Selective inference is the problem of giving valid answers to statistical questions chosen in a data-driven manner. A standard solution to selective inference is simultaneous inference, which delivers valid answers to the set of all questions that could possibly have been asked. However, simultaneous inference can be unnecessarily conservative if this set includes many questions that were unlikely to be asked in the first place. We introduce a less conservative solution to selective inference that we call locally simultaneous inference, which only answers those questions that could plausibly have been asked in light of the observed data, all the while preserving rigorous type I error guarantees. For example, if the objective is to construct a confidence interval for the "winning" treatment effect in a clinical trial with multiple treatments, and it is obvious in hindsight that only one treatment had a chance to win, then our approach will return an interval that is nearly the same as the uncorrected, standard interval. Under mild conditions satisfied by common confidence intervals, locally simultaneous inference strictly dominates simultaneous inference, meaning it can never yield less statistical power but only more. Compared to conditional selective inference, which demands stronger guarantees, locally simultaneous inference is more easily applicable in nonparametric settings and is more numerically stable.
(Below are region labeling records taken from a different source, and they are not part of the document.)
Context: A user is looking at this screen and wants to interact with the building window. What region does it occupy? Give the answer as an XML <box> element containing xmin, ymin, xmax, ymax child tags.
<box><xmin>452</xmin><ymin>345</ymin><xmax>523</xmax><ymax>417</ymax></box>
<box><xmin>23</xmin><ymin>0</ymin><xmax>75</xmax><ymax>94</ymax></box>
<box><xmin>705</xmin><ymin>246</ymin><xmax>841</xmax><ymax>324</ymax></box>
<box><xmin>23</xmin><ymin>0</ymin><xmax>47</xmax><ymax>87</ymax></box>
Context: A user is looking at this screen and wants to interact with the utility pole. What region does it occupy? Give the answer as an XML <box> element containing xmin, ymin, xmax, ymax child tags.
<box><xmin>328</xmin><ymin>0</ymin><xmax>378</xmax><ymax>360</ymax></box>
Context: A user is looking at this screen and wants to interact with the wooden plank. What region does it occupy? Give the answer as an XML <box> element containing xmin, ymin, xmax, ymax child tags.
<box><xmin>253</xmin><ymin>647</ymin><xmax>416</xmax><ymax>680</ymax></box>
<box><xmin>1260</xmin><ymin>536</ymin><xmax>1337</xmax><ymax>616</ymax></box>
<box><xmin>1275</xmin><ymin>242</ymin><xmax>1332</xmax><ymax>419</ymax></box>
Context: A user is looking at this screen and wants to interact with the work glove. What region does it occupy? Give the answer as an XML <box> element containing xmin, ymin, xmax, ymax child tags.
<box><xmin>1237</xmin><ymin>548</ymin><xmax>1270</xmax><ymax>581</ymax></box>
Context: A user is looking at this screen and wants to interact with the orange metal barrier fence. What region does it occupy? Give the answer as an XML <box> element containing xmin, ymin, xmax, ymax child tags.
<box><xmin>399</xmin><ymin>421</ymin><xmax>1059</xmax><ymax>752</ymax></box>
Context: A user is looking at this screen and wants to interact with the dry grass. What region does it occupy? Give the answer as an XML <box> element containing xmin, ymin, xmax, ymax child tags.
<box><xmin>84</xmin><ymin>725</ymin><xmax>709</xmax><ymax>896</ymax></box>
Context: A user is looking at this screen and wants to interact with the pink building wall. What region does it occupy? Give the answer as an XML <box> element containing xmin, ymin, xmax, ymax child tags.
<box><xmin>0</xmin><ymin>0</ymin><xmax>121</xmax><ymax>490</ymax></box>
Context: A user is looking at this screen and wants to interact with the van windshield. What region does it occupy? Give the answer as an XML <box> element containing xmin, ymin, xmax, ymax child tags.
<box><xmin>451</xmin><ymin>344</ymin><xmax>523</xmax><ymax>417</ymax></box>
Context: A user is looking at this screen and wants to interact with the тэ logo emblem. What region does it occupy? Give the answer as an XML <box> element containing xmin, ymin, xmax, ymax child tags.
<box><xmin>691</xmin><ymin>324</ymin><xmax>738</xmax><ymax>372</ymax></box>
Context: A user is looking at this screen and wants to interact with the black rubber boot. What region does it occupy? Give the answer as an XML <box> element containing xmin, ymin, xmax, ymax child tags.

翻译：选择性推断是为数据驱动选择的统计问题提供有效答案的难题。同时推断作为其标准解决方案，能为所有可能被提出的统计问题提供有效答案。然而，当问题集合包含大量根本不可能被提出的问题时，同时推断可能会过于保守。我们提出一种更为宽松的选择性推断方法，称为局部同时推断，该方法仅回应依据观测数据具有合理被提出可能性的问题，同时严格保证第一类错误率控制。例如，在针对多种疗法的临床试验中构建"胜出"治疗效果置信区间时，若事后明显看出仅有一种疗法具有胜出可能，我们的方法将返回与未校正标准区间几乎一致的区间。在满足常见置信区间的温和条件下，局部同时推断严格优于同时推断——它永远不会降低统计功效，反而可能提升统计功效。与要求更严格保证的条件性选择性推断相比，局部同时推断更易应用于非参数场景，且具有更好的数值稳定性。